Tampa, Tampa cubana, estuvo muy bella allá por noviembre del año pasado. La ciudad era un solo corazón. Dar era el ansia de todo el mundo: darse. Los rivales se vitoreaban, y los enemigos se miraban sin ira. Se asombraban los hombres de ver con afecto, de ver con ternura, a los mismos a quienes ayer veían con desdén o desagrado. Se alzaban almas; y escuelas. Se unían las opiniones, con ocasión de una visita útil, en el amor purificante de la patria. Tiembla la carne todavía de recordar aquella virtud cubana.

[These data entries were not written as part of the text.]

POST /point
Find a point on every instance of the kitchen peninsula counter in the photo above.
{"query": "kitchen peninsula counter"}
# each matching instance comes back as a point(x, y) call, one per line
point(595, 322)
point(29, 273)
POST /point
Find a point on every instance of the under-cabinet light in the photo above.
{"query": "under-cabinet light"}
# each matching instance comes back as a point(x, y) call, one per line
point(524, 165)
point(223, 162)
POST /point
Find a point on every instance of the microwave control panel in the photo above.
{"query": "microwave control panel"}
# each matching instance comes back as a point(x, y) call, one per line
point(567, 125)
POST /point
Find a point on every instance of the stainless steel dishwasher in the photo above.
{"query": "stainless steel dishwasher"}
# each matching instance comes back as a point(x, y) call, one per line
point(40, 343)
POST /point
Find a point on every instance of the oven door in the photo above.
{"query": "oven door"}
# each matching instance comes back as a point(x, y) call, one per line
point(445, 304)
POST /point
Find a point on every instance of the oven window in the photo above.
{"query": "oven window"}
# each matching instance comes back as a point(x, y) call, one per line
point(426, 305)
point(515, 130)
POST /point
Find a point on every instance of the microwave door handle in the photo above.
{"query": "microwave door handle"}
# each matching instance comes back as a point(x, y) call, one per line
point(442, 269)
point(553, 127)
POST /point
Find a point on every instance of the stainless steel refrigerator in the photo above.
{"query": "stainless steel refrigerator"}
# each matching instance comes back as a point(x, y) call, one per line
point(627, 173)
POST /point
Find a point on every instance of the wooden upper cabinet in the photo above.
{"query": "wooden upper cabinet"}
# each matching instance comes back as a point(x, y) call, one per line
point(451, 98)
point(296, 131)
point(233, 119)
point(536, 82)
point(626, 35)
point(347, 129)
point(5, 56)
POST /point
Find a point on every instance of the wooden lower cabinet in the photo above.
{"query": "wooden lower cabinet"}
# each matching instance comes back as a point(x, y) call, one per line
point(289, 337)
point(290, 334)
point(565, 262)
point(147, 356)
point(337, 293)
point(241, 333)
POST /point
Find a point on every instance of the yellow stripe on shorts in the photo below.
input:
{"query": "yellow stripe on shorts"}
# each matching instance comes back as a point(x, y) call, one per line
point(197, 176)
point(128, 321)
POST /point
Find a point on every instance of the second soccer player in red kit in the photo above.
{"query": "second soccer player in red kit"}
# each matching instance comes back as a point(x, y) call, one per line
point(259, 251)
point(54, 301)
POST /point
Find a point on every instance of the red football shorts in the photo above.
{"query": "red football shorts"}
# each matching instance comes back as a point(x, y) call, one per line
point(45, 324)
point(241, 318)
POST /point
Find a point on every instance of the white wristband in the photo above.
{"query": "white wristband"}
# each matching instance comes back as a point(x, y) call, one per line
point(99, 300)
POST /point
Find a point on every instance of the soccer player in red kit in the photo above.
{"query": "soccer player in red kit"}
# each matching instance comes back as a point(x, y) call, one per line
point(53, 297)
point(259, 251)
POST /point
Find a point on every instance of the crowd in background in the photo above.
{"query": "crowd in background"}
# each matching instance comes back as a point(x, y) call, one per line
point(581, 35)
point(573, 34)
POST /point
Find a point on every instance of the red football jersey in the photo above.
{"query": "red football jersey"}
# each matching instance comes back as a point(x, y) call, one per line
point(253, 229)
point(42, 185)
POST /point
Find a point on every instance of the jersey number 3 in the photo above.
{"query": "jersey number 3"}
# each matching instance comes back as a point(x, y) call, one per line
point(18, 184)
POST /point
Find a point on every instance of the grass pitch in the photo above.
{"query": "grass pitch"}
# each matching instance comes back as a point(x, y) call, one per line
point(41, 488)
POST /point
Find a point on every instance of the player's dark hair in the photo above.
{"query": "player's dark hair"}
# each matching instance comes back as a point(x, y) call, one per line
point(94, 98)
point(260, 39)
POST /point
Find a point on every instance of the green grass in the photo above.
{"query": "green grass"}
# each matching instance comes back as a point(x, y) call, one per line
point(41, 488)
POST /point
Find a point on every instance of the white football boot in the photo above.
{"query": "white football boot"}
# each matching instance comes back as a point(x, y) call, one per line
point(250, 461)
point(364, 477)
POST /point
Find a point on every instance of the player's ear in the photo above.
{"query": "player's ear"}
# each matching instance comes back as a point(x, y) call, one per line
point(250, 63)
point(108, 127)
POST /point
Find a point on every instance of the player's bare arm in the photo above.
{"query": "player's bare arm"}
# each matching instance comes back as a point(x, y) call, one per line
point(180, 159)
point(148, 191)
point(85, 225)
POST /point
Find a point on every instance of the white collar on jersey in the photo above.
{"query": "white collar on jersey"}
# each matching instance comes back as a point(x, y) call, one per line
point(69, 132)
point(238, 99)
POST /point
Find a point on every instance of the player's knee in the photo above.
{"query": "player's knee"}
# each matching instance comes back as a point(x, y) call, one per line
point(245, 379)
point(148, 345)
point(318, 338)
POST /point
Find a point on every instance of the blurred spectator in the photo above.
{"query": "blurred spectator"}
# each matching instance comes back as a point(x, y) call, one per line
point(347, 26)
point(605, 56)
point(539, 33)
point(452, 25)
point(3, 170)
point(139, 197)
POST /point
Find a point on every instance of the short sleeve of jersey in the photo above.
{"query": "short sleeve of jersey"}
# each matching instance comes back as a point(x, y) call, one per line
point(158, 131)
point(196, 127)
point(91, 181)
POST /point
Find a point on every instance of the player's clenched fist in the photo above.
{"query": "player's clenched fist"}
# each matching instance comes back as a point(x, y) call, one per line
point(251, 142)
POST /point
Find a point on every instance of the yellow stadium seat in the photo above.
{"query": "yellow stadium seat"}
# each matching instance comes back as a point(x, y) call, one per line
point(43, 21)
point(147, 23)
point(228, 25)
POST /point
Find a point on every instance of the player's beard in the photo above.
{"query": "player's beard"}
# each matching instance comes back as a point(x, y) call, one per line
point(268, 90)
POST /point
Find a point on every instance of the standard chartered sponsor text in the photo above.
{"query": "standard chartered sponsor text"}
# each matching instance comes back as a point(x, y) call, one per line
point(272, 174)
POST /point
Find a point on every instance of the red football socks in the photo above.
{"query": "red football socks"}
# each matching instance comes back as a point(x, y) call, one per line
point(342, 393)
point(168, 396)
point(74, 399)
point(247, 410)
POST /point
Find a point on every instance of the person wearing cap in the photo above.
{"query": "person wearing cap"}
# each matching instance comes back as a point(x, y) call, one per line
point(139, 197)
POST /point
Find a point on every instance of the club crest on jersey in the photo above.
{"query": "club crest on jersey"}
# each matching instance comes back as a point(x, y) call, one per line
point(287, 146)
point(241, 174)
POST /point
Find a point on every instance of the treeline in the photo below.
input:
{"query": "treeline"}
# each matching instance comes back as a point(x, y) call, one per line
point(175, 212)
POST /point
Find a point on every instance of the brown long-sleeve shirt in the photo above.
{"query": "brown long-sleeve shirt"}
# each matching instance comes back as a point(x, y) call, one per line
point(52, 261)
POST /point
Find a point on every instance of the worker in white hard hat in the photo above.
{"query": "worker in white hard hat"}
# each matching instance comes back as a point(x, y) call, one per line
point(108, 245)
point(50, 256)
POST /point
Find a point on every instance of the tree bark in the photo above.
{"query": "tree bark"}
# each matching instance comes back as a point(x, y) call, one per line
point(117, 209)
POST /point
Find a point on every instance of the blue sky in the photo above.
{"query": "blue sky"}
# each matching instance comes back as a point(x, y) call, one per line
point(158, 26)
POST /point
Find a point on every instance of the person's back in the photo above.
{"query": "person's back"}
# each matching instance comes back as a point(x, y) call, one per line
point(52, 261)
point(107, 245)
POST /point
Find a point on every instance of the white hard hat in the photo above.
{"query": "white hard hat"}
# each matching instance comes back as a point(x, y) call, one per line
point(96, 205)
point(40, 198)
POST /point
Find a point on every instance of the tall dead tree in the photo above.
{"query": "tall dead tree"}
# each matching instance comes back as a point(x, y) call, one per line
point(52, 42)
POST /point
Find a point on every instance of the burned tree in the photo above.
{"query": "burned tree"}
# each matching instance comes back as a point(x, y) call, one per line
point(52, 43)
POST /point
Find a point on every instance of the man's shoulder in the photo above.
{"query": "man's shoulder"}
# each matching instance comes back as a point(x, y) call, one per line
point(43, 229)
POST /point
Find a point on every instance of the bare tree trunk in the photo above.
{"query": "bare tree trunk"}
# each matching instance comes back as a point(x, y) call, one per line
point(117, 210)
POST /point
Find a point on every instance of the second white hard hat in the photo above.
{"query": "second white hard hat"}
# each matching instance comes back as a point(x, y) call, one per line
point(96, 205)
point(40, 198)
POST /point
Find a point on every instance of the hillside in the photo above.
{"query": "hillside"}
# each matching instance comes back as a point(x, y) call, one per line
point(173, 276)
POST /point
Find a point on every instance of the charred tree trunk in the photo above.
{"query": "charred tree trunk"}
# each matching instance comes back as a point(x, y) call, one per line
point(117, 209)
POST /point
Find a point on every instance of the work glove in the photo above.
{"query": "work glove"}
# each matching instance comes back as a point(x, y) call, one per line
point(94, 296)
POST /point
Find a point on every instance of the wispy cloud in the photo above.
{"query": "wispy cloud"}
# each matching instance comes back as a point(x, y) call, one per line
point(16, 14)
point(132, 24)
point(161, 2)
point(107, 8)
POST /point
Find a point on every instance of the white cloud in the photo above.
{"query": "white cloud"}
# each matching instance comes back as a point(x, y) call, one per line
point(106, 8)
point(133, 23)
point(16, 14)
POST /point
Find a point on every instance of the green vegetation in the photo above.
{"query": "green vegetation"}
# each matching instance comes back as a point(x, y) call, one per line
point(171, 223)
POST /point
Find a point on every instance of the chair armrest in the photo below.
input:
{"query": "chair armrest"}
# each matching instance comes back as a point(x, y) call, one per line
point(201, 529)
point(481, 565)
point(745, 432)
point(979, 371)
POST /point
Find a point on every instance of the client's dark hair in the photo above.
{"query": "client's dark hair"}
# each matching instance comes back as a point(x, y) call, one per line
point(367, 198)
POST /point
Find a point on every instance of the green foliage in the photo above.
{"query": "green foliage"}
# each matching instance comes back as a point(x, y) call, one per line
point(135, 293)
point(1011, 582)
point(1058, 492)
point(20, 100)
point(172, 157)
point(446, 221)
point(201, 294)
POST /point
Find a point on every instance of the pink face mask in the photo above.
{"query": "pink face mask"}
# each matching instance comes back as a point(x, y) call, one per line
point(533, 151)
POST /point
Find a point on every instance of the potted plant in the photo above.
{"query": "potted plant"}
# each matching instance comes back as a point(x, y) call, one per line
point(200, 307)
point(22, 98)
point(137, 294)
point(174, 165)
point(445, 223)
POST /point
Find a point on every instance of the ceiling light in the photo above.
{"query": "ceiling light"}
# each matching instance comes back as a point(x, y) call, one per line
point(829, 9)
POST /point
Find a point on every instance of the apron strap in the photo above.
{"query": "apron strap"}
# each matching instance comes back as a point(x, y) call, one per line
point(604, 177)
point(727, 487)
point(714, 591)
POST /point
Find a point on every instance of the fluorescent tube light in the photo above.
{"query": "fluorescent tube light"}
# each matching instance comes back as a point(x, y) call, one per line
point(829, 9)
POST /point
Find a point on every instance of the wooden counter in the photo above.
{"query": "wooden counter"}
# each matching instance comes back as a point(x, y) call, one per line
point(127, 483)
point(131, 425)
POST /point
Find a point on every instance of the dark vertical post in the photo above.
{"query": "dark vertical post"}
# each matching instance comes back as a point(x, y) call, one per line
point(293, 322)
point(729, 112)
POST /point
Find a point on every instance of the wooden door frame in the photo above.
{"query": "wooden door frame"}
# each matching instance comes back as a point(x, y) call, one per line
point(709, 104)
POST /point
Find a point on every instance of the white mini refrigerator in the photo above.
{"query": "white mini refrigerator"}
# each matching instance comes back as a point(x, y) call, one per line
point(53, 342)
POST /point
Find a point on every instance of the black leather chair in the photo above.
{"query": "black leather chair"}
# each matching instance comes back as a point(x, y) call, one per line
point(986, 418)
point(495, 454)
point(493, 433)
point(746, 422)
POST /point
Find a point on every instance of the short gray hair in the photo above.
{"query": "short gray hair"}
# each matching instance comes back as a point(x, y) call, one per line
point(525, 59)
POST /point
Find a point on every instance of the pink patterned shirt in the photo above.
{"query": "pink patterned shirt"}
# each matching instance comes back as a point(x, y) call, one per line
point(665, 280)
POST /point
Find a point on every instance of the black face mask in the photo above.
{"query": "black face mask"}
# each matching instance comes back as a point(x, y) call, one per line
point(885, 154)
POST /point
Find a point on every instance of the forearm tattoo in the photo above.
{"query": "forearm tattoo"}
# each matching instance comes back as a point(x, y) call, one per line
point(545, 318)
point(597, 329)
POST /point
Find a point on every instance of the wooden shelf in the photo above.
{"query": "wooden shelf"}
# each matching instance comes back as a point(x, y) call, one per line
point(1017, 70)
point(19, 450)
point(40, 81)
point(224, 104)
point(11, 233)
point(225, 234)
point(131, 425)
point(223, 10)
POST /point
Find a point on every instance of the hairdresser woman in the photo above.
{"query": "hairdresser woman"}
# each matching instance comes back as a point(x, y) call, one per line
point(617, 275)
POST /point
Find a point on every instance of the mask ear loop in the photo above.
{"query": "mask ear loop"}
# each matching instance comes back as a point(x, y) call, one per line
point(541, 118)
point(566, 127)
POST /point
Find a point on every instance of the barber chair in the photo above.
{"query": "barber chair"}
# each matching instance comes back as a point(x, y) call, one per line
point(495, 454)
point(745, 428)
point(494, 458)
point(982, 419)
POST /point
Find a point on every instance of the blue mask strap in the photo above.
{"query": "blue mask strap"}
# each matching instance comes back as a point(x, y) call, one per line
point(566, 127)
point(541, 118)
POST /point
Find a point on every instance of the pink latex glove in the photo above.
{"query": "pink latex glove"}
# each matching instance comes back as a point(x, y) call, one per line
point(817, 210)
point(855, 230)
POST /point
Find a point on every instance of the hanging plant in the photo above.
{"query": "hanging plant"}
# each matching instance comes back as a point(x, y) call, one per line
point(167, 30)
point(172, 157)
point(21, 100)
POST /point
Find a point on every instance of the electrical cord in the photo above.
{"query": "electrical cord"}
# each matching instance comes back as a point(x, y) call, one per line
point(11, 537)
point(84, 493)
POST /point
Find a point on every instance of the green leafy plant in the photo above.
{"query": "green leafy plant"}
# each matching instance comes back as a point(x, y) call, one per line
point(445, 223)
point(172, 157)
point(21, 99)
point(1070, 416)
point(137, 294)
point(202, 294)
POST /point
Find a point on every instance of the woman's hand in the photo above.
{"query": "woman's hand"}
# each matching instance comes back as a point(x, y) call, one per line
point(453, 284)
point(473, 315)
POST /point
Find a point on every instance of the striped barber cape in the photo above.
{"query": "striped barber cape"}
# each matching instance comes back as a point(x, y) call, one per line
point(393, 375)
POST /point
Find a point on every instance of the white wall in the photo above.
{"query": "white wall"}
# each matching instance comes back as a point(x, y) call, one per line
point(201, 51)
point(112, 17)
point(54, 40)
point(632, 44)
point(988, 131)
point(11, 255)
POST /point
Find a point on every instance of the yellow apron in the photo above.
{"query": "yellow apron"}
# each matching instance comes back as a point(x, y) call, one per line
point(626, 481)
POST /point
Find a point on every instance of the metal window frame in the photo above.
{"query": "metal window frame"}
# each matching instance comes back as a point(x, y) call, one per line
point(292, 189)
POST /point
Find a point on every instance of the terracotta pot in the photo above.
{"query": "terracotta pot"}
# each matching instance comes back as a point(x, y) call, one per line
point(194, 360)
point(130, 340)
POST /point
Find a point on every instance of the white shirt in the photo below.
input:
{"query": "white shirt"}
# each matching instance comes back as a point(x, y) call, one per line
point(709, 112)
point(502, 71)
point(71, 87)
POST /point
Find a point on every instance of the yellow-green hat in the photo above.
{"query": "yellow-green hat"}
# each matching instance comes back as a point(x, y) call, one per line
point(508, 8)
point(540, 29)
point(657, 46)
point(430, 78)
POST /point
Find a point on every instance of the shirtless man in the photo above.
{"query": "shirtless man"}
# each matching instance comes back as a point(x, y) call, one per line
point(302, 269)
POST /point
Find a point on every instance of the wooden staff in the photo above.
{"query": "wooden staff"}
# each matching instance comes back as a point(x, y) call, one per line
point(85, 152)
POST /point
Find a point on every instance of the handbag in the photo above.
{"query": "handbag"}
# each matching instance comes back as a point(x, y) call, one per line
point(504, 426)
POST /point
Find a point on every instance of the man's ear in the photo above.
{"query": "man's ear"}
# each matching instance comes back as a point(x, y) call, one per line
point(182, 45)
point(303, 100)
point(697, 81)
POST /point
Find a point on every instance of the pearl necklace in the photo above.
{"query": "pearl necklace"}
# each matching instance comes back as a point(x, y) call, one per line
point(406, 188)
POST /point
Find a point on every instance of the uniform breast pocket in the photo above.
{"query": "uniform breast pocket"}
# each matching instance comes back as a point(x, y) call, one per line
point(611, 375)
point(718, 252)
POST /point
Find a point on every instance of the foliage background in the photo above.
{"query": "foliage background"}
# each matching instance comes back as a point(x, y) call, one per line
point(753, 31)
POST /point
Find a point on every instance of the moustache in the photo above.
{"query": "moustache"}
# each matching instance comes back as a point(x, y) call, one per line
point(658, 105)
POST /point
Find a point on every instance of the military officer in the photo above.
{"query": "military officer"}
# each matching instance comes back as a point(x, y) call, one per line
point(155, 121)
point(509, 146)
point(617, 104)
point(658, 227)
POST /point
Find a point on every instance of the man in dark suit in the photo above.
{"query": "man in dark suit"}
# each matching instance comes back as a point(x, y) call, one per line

En aquellos días, los hombres de edad eran los más juveniles. ¿Y Pedro Gómez, el soldado de los diez años, que ha puesto en su casa el pino más alto, para clavar en las nubes la bandera, a. que se la vea y acate en toda la ciudad; que escribe en su jerga campestre cartas que son verdaderos planes de batalla, y pudieran enderezar a todo un estado mayor; que se aparecía por todas partes, callado, detrás del viajero, con sus ojos entre paternales y burlones, su barba blanca en halo, las manos de la pelea cerradas a su gabán, como demandándole la cuenta de lo que se había de hacer con todo aquel entusiasmo, con aquella espuma bullente, con la patria sentada en la tortura, Vestida de torero, con las sortijas de la carnicera en los dedos, y en los labios el cigarrillo envenenado? ¿Y Triana, senador del trabajo, con su corazón sonriente, y una honradez que le da aire de niño, y la autoridad de su alma afable entre sus compañeros que lo respetan, y su levita cruzada, su sombrero alto, su bastón de mandar, sus espejuelos de oro? ¿Y Espinosa, el artesano patriarcal, que vio destierros, que paseó preso por España. que de sus tijeras y sus reglas se levanta a leer, con la poca luz que le queda dé] día, la oratoria y el romance, y a recordar ante un coro de hijos "aquel artículo grande", "aquélla sí que era inteligencia"? ¿Y Ayala. el escenógrafo Ayala, escondiéndose de pura modestia, perdido, allá en el Liceo, entre sus bastidores y sus telones, con el alma cándida luciéndole en los ojos, a fuego sereno, y la dicha visible de poner en el lienzo, con los colores de su mano, su Cuba que adora, bella y sencilla como la ve él en su corazón, y sus mártires y sus héroes? ¡El dibujo véalo el necio!: aquel amor de padre es lo que hay que ver; y aquella fidelidad a la patria adolorida, y aquella pasión sincera. Allí estaba Ayala, arrodillado, envolviendo en la bandera la patria (te su corazón, encendiendo la mirada de sus hijos ilustres, ciñendo coronas a sus muertos. Y se levantaba a saludar, mudo de gozo, como un niño cuando recibe un premio.
Bueno, pues: Ayala prefiere su labor humilde, y sus canas libres, libres al fin por unos cuantos años antes de morir, a aquella vida de hábitos vejatorios, de complicidades inevitables, de trabajo asustado e inseguro, de compañía vil y odiosa que se vive ahora en Cuba. La mucha edad no puede mover las manos tan de prisa como la juventud. Tampa se dispuso a dar en honor de Ayala una función de beneficio. Y Ayala, con meses de tiempo, pintó una obra de empeño, un telón magno: allí todos sus sueños y esperanzas, allí el color de la naturaleza en que vivía, y la vislumbre de esa otra, más bella o fea según nuestra virtud en este mundo, en que después todos hemos de vivir: allí palomas, y flores, y coronas, el corazón entero de su limpia vejez, para su noche heroica, para el beneficio del "viejo", ¡para su beneficio! Y llegaron de Cuba dos desconocidos, dos hombres que asombran y se van, dos músicos que honran al país, Albertini y Cervantes: y Ayala, que no tenía más que dar, se fue a su Liceo, callado y medroso, miró aquel telón suyo, que había de estrenarse en su noche de gloria, el telón en que por meses, en su sencilla soledad, había ido vaciando el alma buena: y dio a sus dos paisanos su telón de beneficio.